If you stand to inherit money or property after the death of a loved one, you might wonder how soon you can expect to receive your inheritance. Typically, the estate distribution of assets is one of the last steps the estate’s personal representative will take when administering the estate. Depending on the complexity of the estate and its assets, this means heirs could be waiting a while to receive their inheritance.
Here are some of the steps the personal representative must take before distributing assets.
Before the personal representative can do anything else with the estate assets, they must have a clear picture of what exactly the deceased owned. Estate planning documents can be helpful in locating at least the most valuable assets. Beyond the obvious real estate and physical property, this could include retirement accounts, life insurance policies, deeds, brokerage statements, bank accounts and stock and bond certificates.
The personal representative will also need to find information about the debts owed by the deceased, as most of these debts will need to be paid out of estate assets.

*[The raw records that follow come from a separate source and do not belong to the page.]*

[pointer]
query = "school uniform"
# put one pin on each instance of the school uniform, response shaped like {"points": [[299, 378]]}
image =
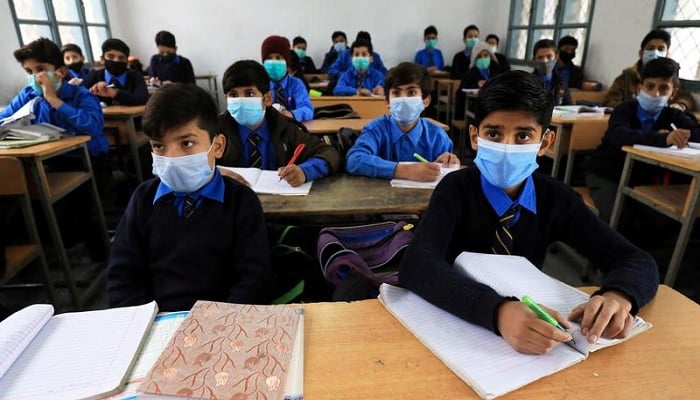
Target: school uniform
{"points": [[430, 58], [382, 145], [351, 80], [463, 215], [175, 69], [279, 137], [291, 93], [217, 251], [131, 89]]}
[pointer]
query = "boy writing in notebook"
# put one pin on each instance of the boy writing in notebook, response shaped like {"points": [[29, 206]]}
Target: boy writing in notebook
{"points": [[259, 136], [189, 234], [387, 140], [502, 207]]}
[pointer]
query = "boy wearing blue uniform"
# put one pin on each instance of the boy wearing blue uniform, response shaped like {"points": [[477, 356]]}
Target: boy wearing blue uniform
{"points": [[502, 207], [189, 234], [290, 96], [115, 84], [360, 79], [389, 139], [430, 57], [167, 66]]}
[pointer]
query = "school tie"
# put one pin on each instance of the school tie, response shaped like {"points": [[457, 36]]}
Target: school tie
{"points": [[502, 239], [254, 157]]}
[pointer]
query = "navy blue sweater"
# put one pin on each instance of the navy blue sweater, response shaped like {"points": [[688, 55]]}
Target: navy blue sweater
{"points": [[220, 253], [460, 218]]}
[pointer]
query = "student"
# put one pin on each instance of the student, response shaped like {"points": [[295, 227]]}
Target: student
{"points": [[340, 44], [289, 93], [462, 59], [544, 56], [115, 84], [259, 136], [389, 139], [466, 213], [647, 120], [167, 66], [430, 57], [654, 45], [75, 63], [571, 75], [189, 234], [306, 64]]}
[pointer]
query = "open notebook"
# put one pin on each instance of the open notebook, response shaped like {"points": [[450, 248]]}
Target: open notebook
{"points": [[406, 183], [485, 361], [77, 355], [268, 182]]}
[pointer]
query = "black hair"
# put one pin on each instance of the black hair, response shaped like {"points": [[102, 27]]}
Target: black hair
{"points": [[406, 73], [362, 43], [515, 91], [656, 34], [661, 67], [165, 38], [176, 105], [246, 73], [469, 28], [544, 44], [42, 50]]}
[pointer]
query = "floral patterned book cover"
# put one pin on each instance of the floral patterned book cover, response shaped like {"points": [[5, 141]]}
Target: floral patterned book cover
{"points": [[232, 351]]}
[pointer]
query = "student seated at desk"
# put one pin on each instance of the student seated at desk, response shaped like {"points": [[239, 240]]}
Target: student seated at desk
{"points": [[502, 207], [360, 79], [290, 96], [645, 120], [189, 234], [259, 136], [389, 139], [115, 84]]}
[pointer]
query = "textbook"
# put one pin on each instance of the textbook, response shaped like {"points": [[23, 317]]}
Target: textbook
{"points": [[224, 350], [268, 182], [484, 360], [78, 355], [407, 183]]}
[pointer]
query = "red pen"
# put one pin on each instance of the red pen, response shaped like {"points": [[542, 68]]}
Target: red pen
{"points": [[296, 154]]}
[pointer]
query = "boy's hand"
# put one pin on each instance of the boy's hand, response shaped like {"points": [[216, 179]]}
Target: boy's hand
{"points": [[421, 172], [293, 174], [447, 159], [525, 332], [607, 315]]}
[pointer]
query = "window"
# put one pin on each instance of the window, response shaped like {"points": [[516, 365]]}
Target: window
{"points": [[532, 20], [83, 22], [681, 18]]}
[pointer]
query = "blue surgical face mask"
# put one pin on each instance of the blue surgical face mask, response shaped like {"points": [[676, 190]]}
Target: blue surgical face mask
{"points": [[651, 104], [247, 111], [276, 69], [360, 63], [406, 110], [506, 165], [184, 174]]}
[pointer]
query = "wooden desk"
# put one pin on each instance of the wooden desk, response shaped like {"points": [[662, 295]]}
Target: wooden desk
{"points": [[122, 118], [679, 202], [344, 194], [366, 106], [49, 187], [359, 351]]}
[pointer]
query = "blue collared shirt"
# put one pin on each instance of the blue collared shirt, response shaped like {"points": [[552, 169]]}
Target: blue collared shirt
{"points": [[381, 146], [501, 202], [213, 190], [347, 84], [80, 113], [296, 96], [423, 58]]}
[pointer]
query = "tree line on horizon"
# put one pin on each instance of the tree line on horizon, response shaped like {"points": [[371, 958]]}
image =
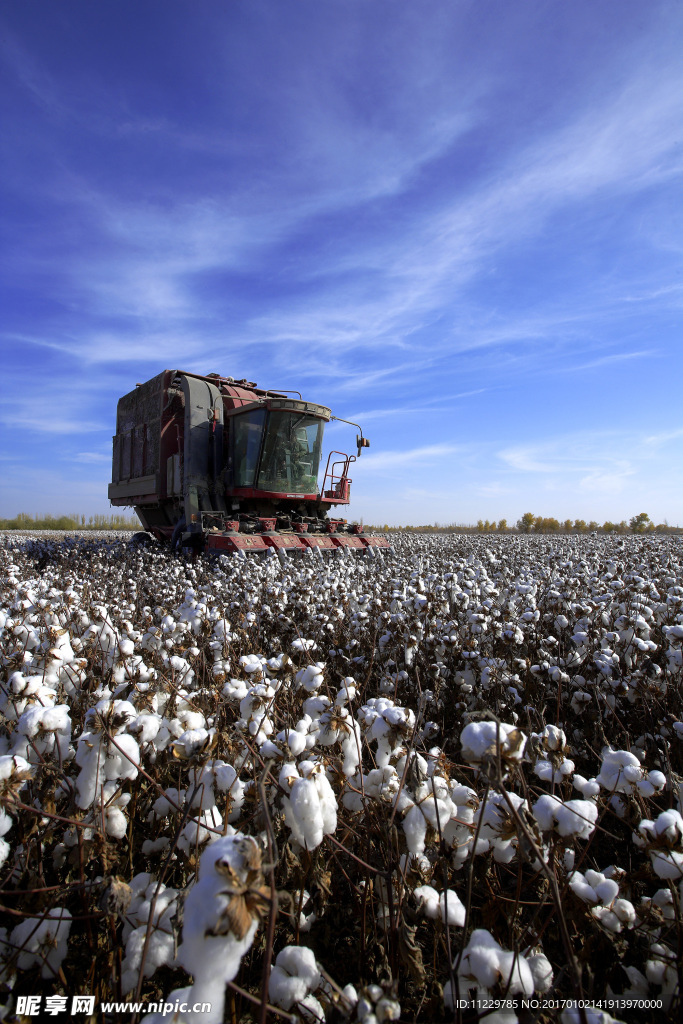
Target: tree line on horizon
{"points": [[74, 520], [529, 523]]}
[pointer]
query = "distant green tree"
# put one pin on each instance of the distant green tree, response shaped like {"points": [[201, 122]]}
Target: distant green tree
{"points": [[525, 524], [639, 523]]}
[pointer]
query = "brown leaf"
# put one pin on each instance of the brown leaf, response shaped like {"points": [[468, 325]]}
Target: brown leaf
{"points": [[411, 953]]}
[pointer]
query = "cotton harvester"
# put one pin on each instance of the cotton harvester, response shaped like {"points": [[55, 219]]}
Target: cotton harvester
{"points": [[221, 465]]}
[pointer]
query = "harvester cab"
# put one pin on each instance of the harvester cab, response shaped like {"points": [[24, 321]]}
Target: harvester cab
{"points": [[216, 464]]}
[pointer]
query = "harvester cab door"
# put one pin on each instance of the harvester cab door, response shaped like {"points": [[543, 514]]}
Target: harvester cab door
{"points": [[203, 454]]}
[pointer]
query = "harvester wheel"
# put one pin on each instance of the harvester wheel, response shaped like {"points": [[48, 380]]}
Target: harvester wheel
{"points": [[141, 540]]}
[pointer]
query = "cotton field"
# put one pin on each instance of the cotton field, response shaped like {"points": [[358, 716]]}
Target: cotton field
{"points": [[442, 783]]}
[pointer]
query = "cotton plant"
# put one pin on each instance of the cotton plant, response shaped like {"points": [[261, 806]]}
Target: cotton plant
{"points": [[105, 758], [484, 742], [309, 804], [601, 891], [14, 773], [42, 941], [550, 748], [148, 899], [445, 906], [44, 733], [294, 977], [622, 772], [570, 818], [484, 967], [222, 911], [663, 839]]}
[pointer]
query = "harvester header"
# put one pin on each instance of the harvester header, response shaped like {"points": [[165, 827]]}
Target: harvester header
{"points": [[216, 463]]}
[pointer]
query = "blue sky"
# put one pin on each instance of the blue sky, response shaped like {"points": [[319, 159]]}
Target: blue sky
{"points": [[456, 221]]}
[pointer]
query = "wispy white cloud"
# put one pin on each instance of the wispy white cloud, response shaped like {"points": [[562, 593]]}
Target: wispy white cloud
{"points": [[428, 454]]}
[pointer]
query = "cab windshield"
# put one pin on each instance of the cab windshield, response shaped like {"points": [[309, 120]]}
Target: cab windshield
{"points": [[291, 453]]}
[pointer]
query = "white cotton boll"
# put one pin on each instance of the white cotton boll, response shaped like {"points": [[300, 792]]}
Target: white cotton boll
{"points": [[574, 817], [116, 823], [481, 965], [581, 887], [549, 773], [303, 814], [210, 951], [43, 941], [587, 787], [310, 678], [122, 760], [606, 891], [310, 1010], [161, 950], [619, 771], [481, 739], [301, 644], [288, 774], [300, 961], [428, 900], [542, 972], [145, 727], [285, 990], [606, 919]]}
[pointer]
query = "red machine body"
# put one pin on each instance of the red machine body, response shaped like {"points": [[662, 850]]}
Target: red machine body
{"points": [[210, 462]]}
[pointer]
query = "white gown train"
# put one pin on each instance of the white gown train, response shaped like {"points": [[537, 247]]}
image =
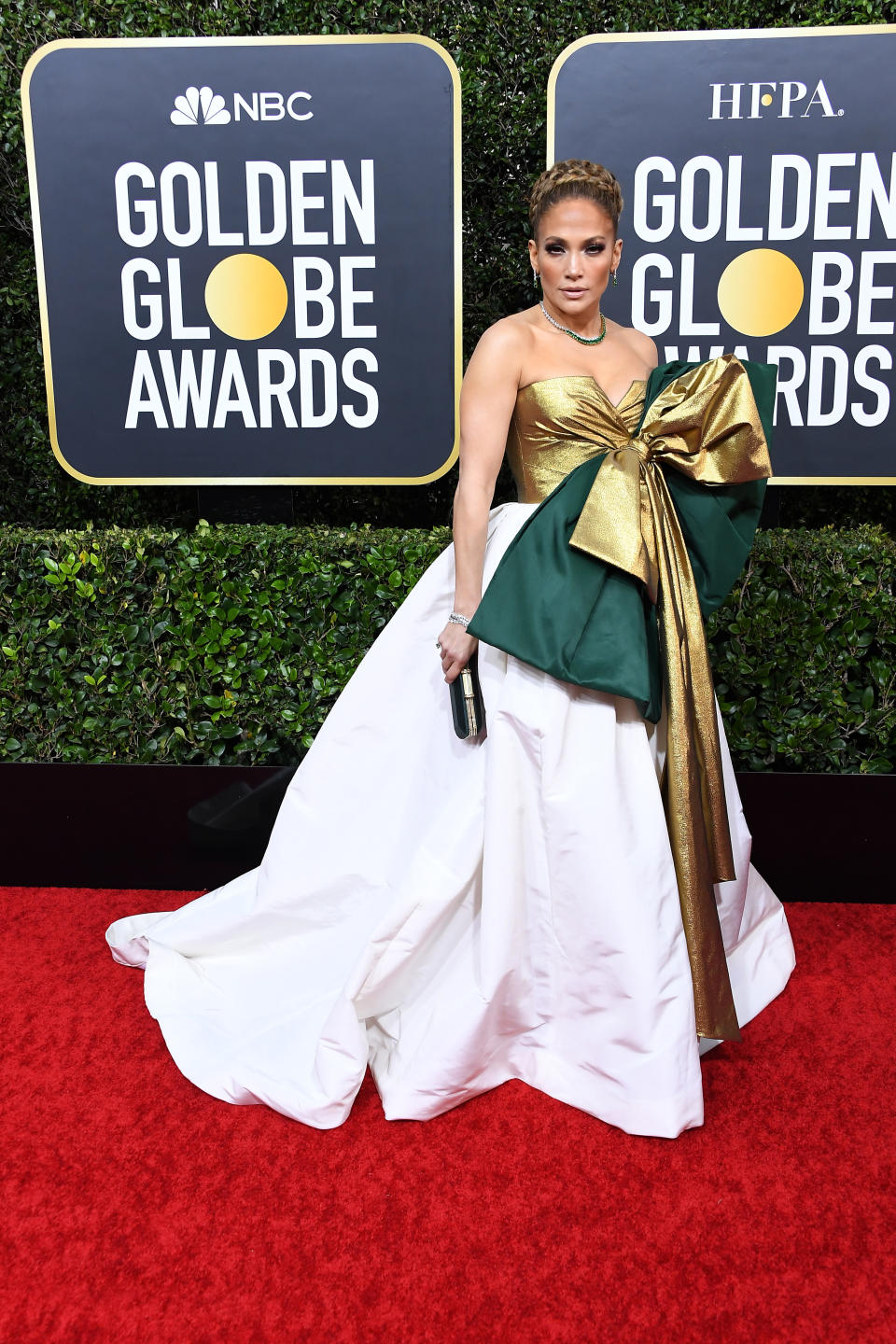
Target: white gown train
{"points": [[457, 914]]}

Once there is a complete asset inventory, the next step is for the personal representative to have those assets appraised and valuated, as necessary. Any capital gains taxes are calculated using the value of the assets at the date of death rather than the date of purchase, so it is important to have this information to avoid or minimize potential capital gains taxes. The value also determines whether the estate is liable for estate taxes after outstanding debts are accounted for.
Paying off Debts and Liabilities
Before any assets can be distributed to heirs, the estate personal representative must pay off any of the decedent’s outstanding bills, debts, and taxes. Creditors have a limited amount of time to make any claims on the estate after they have been alerted to the death of the decedent. The personal representative then has a certain amount of time to determine the validity of those claims.
Estate Distribution of Assets
Finally, after all debts, liabilities and taxes have been taken care of, the personal representative can then distribute the remaining estate assets in accordance with the decedent’s wishes as laid out in their estate plan. This is always the last step in administering an estate because a failure to pay off bills and taxes can result in the personal representative or trustee being held personally liable for that money.
More often or not, it could take a year or longer for beneficiaries to receive an inheritance.